Political stability in Bangladesh is necessary to help thwart al-Qaeda’s efforts to gain influence in the country. Sheikh Hasina, the current prime minister, was elected for a second term after the Bangladesh Nationalist Party (BNP) and about 20 other opposition parties boycotted the election in January 2014. Protests that ensued at the one-year anniversary of the election called for fresh multi-party polls and have resulted in at least 120 casualties.

Tensions between the government and Islamic groups such as Jamaat-e-Islami (JI), the largest Islamist political party in Bangladesh, may also exacerbate the situation. During her first term in office, Prime Minister Hasina established a war crimes tribunal to try political leaders who sided with Pakistani forces during Bangladesh’s 1971 war for independence. The tribunal has sentenced several JI leaders to death punishment and two senior JI leaders have already been executed for perpetrating war crimes. While the convictions have garnered support from the country’s young urban population, executions of JI leaders provoked marches and riots among Islamists. There is concern that by blocking political channels Islamist groups will feel increasingly threatened and even relatively moderate or inactive Islamist groups could resort to violence to fight for their cause.

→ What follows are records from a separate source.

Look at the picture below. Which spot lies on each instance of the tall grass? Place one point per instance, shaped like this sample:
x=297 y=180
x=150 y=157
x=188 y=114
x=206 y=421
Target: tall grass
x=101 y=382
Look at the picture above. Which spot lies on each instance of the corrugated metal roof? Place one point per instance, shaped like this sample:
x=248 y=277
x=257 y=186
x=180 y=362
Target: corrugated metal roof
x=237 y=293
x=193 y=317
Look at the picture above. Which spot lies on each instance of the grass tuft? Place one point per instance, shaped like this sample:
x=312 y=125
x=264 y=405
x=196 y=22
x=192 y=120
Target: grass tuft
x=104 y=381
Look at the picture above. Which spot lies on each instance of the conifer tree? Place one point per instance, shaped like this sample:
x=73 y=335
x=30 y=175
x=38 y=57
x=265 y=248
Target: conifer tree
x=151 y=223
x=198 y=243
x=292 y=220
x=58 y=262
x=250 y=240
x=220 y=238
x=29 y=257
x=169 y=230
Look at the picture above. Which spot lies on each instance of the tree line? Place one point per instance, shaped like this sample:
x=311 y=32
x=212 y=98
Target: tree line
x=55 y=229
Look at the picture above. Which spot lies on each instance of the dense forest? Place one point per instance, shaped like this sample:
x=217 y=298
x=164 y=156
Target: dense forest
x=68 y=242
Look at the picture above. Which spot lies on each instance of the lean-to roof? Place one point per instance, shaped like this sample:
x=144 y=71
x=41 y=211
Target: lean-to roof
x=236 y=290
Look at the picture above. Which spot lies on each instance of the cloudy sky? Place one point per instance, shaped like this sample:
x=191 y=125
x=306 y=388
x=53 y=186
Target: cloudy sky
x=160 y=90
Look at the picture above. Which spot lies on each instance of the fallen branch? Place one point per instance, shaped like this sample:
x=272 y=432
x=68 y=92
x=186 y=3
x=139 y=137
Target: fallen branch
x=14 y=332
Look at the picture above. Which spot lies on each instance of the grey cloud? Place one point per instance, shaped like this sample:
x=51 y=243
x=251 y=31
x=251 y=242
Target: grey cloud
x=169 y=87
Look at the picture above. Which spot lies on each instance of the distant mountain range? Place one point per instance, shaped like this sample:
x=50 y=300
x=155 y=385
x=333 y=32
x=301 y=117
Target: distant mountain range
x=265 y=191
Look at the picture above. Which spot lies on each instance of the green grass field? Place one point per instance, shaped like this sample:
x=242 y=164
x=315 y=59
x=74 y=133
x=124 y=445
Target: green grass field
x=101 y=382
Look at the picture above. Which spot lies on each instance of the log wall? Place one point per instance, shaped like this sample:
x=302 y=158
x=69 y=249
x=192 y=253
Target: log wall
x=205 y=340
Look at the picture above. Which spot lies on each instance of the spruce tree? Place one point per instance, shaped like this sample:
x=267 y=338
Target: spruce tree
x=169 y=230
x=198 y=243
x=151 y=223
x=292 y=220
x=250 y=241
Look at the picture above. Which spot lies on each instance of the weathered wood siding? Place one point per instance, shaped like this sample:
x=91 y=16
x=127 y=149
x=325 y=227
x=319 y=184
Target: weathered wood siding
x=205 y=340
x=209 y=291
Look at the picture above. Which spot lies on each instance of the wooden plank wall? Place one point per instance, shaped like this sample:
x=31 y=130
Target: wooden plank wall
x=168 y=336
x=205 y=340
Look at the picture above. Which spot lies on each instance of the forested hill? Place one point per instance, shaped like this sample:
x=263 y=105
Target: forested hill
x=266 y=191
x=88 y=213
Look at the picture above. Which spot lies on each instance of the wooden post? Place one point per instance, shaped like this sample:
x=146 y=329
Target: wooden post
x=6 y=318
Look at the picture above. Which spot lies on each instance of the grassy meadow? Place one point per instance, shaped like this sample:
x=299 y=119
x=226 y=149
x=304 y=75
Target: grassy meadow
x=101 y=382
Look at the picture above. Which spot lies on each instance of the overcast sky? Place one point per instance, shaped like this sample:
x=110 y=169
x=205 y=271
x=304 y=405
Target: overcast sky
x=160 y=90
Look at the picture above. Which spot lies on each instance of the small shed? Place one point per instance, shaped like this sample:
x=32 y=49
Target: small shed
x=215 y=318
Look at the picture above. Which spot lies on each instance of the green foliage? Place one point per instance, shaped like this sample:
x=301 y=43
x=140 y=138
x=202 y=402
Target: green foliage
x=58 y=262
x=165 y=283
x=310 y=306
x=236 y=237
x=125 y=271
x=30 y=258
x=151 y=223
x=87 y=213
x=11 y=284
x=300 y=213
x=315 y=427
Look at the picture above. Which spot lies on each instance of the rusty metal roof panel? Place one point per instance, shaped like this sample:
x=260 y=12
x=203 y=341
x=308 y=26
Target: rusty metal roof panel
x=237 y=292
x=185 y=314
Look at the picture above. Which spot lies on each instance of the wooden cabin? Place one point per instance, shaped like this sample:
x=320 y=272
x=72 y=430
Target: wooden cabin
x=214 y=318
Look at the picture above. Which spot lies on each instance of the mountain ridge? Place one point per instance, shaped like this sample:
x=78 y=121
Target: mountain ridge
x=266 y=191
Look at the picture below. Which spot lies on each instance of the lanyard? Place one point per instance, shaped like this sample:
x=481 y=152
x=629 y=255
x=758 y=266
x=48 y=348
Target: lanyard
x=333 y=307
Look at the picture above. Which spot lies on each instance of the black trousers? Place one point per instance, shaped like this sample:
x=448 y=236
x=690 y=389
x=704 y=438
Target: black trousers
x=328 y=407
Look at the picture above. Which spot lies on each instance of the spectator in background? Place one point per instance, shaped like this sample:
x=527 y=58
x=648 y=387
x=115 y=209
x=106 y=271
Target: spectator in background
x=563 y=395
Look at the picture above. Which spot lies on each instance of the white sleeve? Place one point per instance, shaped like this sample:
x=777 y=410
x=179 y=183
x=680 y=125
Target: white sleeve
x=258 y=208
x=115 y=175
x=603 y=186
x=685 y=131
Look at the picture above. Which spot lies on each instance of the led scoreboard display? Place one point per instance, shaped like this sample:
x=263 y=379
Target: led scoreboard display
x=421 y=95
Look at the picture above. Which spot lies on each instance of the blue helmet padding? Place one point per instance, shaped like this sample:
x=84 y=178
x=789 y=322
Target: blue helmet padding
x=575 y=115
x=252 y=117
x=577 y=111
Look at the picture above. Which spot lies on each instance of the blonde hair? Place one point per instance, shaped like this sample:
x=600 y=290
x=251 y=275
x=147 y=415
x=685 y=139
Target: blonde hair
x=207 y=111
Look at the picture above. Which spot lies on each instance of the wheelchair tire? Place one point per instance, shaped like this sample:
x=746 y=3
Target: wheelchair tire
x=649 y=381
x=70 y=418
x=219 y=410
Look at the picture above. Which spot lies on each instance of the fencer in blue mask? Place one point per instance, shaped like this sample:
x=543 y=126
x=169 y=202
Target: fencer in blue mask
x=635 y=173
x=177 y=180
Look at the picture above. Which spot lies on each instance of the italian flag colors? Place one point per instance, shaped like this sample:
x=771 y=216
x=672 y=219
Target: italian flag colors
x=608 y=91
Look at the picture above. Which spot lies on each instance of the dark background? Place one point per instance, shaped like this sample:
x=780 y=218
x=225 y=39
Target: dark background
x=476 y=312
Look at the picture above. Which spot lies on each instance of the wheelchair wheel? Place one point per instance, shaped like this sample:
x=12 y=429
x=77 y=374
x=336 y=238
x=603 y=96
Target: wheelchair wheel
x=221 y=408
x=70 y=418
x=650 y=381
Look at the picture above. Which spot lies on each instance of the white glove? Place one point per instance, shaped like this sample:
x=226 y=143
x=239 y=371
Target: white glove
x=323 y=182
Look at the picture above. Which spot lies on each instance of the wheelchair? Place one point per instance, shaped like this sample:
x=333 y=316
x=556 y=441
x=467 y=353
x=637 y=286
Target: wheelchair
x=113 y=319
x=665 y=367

Bangladesh faces increasing challenges in its counterterrorism efforts and its attempts at political progress. Political deadlock between the ruling Awami League and BNP opposition is threatening economic and social progress and opening the door for Islamist extremists to gain more recruits and increase their influence in the country.

The U.S. should therefore encourage Bangladesh to reach political consensus through peaceful dialogue and create a social and economic environment conducive to combating terrorism. Unfortunately, the United States and India have accepted the last election as it suits both their interests. For them, democracy is the CIA’s overthrow of Mossedegh in Iran to install the Shah. Democracy is the overthrow of Afghanistan’s secular government by the Taliban against Russia. Democracy is the Ukrainian coup behind Yats and Poroshenko. Democracy is Pinochet. It is “our bastards,” as Lyndon Johnson said, with regard to the Latin American dictators installed by U.S. foreign policy.

Given this American re-definition of the political vocabulary, when President Obama says that such countries will not suffer coups, violent revolution or terrorism, he means that countries safely within the U.S. diplomatic orbit will be free of destabilization sponsored by the U.S. State Department, Defense Department and Treasury. Countries whose voters democratically elect a government or regime that acts independently (or even simply seeks the power to act independently of U.S. directives) will be destabilized, Syria- style, Ukraine-style or Chile-style under General Pinochet. As Henry Kissinger said, just because a country votes in communists doesn’t mean that we have to accept it. This is the style of the “color revolutions” sponsored by the National Endowment for Democracy.

Sheikh Hasina is enjoying a deja vous in the United States for a couple of weeks during the general Assembly sessions in New York. Consolidating all the power in her country with the support of India, she is enjoying an unprecedented situation never happened in the history of Bangladesh. Is Bangladesh going in the right direction? Perhaps President Obama or PM Modi can tell us. Bangladeshis are not running Bangladesh through adult franchise anymore.